While it has diversified into automotive and data center sectors, its smartphone business continues to weigh on the company's share price.
The potential for Qualcomm (QCOM) to become a dominant force in the data center chip market remains highly uncertain. However, unlike many other speculative AI chip stocks, investors have not placed unrealistic, high-stakes bets on its success.
A glance at the stock's recent performance might suggest a different story. Since the company announced securing a major data center customer on its late April earnings call, its shares have surged over 40%, outperforming the vast majority of chip stocks during that period.
This market enthusiasm, however, is built upon a foundation of long-term underperformance. Even with this recent rally, Qualcomm's total return over the past two years is a meager 5%, while the Philadelphia Semiconductor Index has soared more than 150% in the same timeframe.
Qualcomm remains one of the most undervalued major chipmakers, trading at just over 20 times its expected earnings for the next four quarters. In stark contrast, Arm, which has also recently entered the data center chip race, trades at a forward price-to-earnings ratio of approximately 175.
Reasons for the Valuation Gap
This significant valuation gap stems from persistent market concerns over Qualcomm's heavy reliance on Apple as a customer. Wall Street has largely pigeonholed the company as a mobile chip supplier, overlooking the value of its other business segments.
The San Diego-based company is a leader in setting the communication standards that connect mobile devices to networks. Its latest quarterly report shows that 57% of its revenue still comes from handset sales.
The outlook for the smartphone industry is currently challenging. IDC predicts global smartphone shipments will decline by 14% this year, impacted by AI computing demands diverting memory chip capacity and shortages of other handset components.
Even before the memory chip shortage, smartphone market growth had stalled, with annual sales increases limited to single digits. The market is saturated, and on-device AI features have not provided a significant boost to sales.
The impending loss of Apple as a major customer also continues to pressure Qualcomm's stock. For years, Qualcomm has supplied modem chips for iPhones, a business analysts estimate was worth over $5 billion annually, accounting for roughly 11% of revenue last fiscal year. Apple is now phasing out Qualcomm modems in favor of its own designs. Qualcomm expects hardware revenue from Apple to fall to zero following the launch of new iPhone models this autumn.

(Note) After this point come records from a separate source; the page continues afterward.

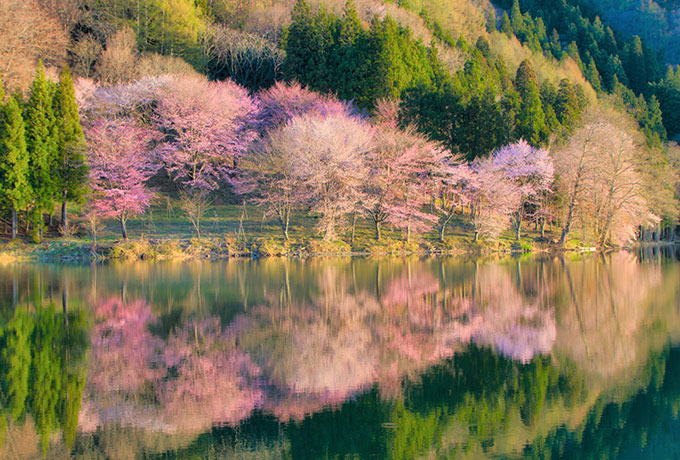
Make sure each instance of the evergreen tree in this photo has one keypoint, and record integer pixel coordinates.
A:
(516, 19)
(41, 140)
(506, 27)
(567, 107)
(71, 172)
(530, 118)
(593, 76)
(15, 190)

Strategic Diversification Efforts
In recent years, Qualcomm has proactively pursued a diversification strategy to reduce its dependence on the handset market. Since Cristiano Amon became CEO in 2021, the company has expanded into several new growth areas, which are now beginning to contribute to stable, high-growth revenue streams.

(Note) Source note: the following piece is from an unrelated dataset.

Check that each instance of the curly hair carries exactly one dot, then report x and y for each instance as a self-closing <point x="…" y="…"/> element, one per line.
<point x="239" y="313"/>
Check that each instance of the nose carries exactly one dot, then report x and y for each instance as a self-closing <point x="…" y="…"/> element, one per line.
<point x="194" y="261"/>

A primary focus of Amon's strategy is the automotive chip sector, capitalizing on demand for hardware related to vehicle connectivity and autonomous driving.
In 2022, Qualcomm acquired Swedish auto parts maker Veoneer, divesting non-autonomous driving assets to focus on automotive cockpit and driver-assistance technology. In the latest quarter, its automotive revenue reached $1.3 billion, up sharply from $240 million five years ago.
While S&P Global forecasts flat global new car sales this year, Qualcomm's automotive business is expected to continue growing due to increasing chip content per vehicle and market share gains. Analysts project the segment's revenue will grow approximately 45% year-over-year in the fiscal quarter ending in June.
Amon has also led Qualcomm's expansion into other areas. Its Internet of Things chip business generated $1.7 billion in revenue last quarter, a 9% increase. Leveraging technology from its 2021 acquisition of startup NUVIA, personal computers powered by the company's latest processors have been launched in recent years.
Venturing into AI Data Center Chips
Amon's latest strategic bet is on AI chips for data centers. Qualcomm is a late entrant to this field, where NVIDIA holds a dominant, seemingly unassailable position.
However, if the AI industry boom persists, Qualcomm still has an opportunity to carve out a niche. The explosive growth of autonomous AI agents has significantly increased demand for high-performance central processing units, a market Qualcomm's products can address. The company is already producing AI inference chips designed to accelerate the deployment of various AI models.
Using technology gained from last year's acquisition of Alphawave, Qualcomm has secured an agreement to supply custom AI chips to a major technology company. Amon revealed in April that shipments of these custom chips would begin later this year, with more details to be shared at an upcoming investor briefing.
At a time when the AI frenzy has inflated the valuations of most chip companies, Qualcomm stands out as a rare value investment in the semiconductor sector, supported by its diversified business portfolio.